My neat little pencil box was the start of my neat school life. That may sound strange to some, but it is so true. I see this habit resurfacing, quite often, in other areas of my life now. The pencil box can be the rooms in the house, my to-do list, my wallet, the closets, the files in folders, other housewife-y little details that every homemaker is faced with.

Scissors: I have many of them. And yes, Banny (who wanted to know why I seem to have many scissors and why I would throw away the ones that are no longer sharp), this year I will really only keep the sharp ones. I try to keep one in every room in the house because it simplifies my life. But I am always amazed at how often some of them are all still always misplaced. Sometimes it can be a lonely battle, really, trying to keep things in the household flowing in a certain orderly way. The serious rules are followed, but the small, trivial ones? Not always, not really. For instance, I do not understand why people do not return things after they’ve used them. Growing up in our house along Bonifacio St. in Ormoc City, I remember clearly how the household functioned well with only a pair of very sharp, stainless-steel scissors. The scissors were large, maybe 10 inches long, and everyone used them, from Nanay Kessen the cook who needed them to open packages, to Yaya Hilda and Yaya Juling when they did their crocheting and mending and sewing, to all four of us schoolchildren when we had to do our projects.

That pair of scissors never disappeared, they never got lost or misplaced, and I now realize that was a feat, perhaps even an art, which seems impossible in my own household now. To this day I can still clearly hear daddy say “Always return things to where you got them.” Yes, Dad, you were so right. Please come to Manila soon and tell everyone in my household to do just that. No, teach them to do it because they always just say “Yes,” but they never seem to do it. You know how much time we waste just running around the house looking for a pair of scissors? That is why I keep so many of them.

Another thing my very-organized dad taught me is to list down everything I need to do. I do that, but whereas my sister (who is the most organized and efficient person I know after my dad) did it the moment it was taught to her (at age eight maybe), I have been doing that for only the past eight years. It was only when I got married and had a household to run by myself that I began to appreciate the wisdom of Daddy’s teaching. Now I write down notes to myself and I fill whole pads with them. I classify them according to work and worth, segregating those that need immediate attention from those that are relatively long-term. I mark them with a pink highlighter as soon as they are accomplished and I do not throw away the list until all the entries are pink.

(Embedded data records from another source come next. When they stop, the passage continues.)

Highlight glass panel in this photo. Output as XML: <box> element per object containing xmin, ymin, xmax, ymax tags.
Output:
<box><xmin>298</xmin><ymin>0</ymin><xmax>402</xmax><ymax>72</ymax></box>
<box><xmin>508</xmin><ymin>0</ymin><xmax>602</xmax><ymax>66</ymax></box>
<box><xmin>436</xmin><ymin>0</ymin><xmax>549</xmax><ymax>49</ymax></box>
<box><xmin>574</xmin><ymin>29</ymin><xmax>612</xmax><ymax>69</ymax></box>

And guess what I forgot to put on my wish list for 2008? Another baby! I want another baby so much I breathe and live the desire. It is part of me, more than just a wish. Oh, yes, please God, if the time is right and it is in your perfect will for me and Richard to have another baby, then so be it. We will patiently wait, as we have for almost seven years, and we can wait some more. But I hope that really is coming soon, and that by next year we will already hear the sound of little feet running up and down our home.